Understanding DEE-SWAS

Developmental and Epileptic Encephalopathy with Spike–Wave Activation in Sleep (DEE-SWAS) is a rare childhood epilepsy syndrome that accounts for approximately 0.5% to 1.3% of all paediatric epilepsies.
It typically begins between ages 2 and 12, most often around ages 4 to 5, and is characterised by developmental regression or loss of skills and abnormal brain activity during sleep.
Prevalence: DEE-SWAS affects roughly 1 in every 200 children with epilepsy.

What happens in the brain

DEE-SWAS is marked by a distinctive EEG pattern called spike-and-wave activation during slow-wave (deep) sleep.
While the child may appear to be sleeping peacefully, the brain may be experiencing near-continuous electrical discharges — sometimes for up to 100% of deep sleep.
These “invisible seizures” interfere with the brain’s nightly process of sorting, storing, and organising information, which is critical for learning, memory, and emotional regulation.

Impact on development

Children with DEE-SWAS may halt or lose previously acquired skills, including:

• understanding and using language

• memory, learning, and attention

• reasoning and social understanding

• movement, coordination, and emotional control

These changes can occur gradually or suddenly. Families often describe watching their child’s skills fade or fluctuate from day to day — as if their child is “there but not there.”
For educators and therapists, this can appear as sudden changes in comprehension, mood, or communication, which may be mistaken for behavioural issues rather than neurological regression.

Causes

DEE-SWAS can arise from genetic causes that alter how the brain develops and functions.
Other contributing factors can include:

• Brain injury or infection

• Metabolic or structural abnormalities

• Unknown causes

Also known as

DEE-SWAS may appear under different names in clinical or research contexts, including:

• EE-SWAS (Epileptic Encephalopathy with Spike–Wave Activation in Sleep)

• CSWS (Continuous Spike-Wave during Slow-Wave Sleep)

• ESES (Electrical Status Epilepticus in Sleep)

• Landau-Kleffner Syndrome

• Atypical Benign Partial Epilepsy / Pseudo-Lennox Syndrome

• Penelope Syndrome

A helpful analogy: the brain as a library

Imagine the brain as a library filled with books that represent knowledge, memories, and skills.
Each night, a “librarian” comes in to sort and shelve what was learned that day.

In DEE-SWAS, the librarian doesn’t show up.
Instead, spike-wave discharges scatter the books across the floor.
When morning comes, the child may not remember what they learned, or may lose access to words or skills they previously had.
The brain remains a library without a librarian — disorganised, inefficient, and unable to build on what it once knew.

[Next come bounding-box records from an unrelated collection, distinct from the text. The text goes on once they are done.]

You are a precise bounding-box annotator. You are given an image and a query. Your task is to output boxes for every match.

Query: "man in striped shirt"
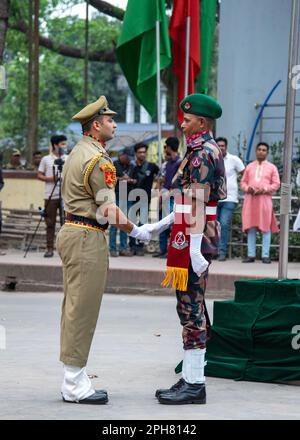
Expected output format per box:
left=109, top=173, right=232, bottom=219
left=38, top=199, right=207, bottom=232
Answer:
left=38, top=135, right=67, bottom=258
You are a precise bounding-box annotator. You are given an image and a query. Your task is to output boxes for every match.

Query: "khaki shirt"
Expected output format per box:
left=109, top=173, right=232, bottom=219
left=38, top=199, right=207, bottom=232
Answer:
left=62, top=136, right=116, bottom=223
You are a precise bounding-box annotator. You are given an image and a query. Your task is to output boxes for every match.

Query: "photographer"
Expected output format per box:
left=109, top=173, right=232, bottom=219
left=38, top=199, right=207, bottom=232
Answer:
left=293, top=166, right=300, bottom=232
left=37, top=135, right=67, bottom=258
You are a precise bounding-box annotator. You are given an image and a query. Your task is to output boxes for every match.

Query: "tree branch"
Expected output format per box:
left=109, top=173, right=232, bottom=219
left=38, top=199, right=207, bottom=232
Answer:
left=90, top=0, right=125, bottom=21
left=0, top=0, right=10, bottom=64
left=8, top=21, right=116, bottom=63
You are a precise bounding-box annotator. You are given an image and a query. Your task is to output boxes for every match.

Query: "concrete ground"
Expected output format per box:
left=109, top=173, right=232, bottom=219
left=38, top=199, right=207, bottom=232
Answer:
left=0, top=250, right=300, bottom=298
left=0, top=292, right=300, bottom=420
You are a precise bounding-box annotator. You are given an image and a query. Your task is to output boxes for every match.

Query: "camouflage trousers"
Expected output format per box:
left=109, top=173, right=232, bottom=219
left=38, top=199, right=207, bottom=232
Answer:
left=176, top=255, right=211, bottom=350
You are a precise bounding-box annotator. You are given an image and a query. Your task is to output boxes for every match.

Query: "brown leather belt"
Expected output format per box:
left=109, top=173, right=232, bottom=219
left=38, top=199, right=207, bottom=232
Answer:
left=65, top=212, right=109, bottom=231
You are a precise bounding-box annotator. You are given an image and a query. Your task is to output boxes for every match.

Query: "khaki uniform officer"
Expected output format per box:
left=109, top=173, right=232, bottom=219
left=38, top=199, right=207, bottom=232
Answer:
left=57, top=96, right=150, bottom=404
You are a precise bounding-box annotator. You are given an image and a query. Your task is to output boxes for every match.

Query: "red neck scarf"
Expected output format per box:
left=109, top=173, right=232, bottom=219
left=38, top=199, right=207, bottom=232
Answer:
left=186, top=130, right=209, bottom=145
left=161, top=194, right=192, bottom=292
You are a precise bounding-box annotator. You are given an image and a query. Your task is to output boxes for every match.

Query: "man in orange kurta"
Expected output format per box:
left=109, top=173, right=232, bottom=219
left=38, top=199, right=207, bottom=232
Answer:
left=241, top=142, right=280, bottom=264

Current challenge: missing evidence-based supports

While advances in genetics and neuroimaging are improving medical understanding, there are still no established evidence-based interventions addressing the educational, psychosocial, and community impacts of DEE-SWAS.
This means:

• Educational settings often lack awareness of the fluctuating cognitive and communication challenges these children face.

• Therapists and allied health professionals have little evidence to guide interventions when skills change daily or regress after sleep disruption.

• Families are left navigating major uncertainty about how to support their child’s identity, learning, and wellbeing beyond seizure control.

At present, most research and clinical focus is on seizure suppression, while social participation, learning recovery, and emotional development remain under-researched.
Filling these gaps will require collaboration between families, educators, clinicians, and researchers — so that the focus extends beyond what is lost to what can still grow and reconnect.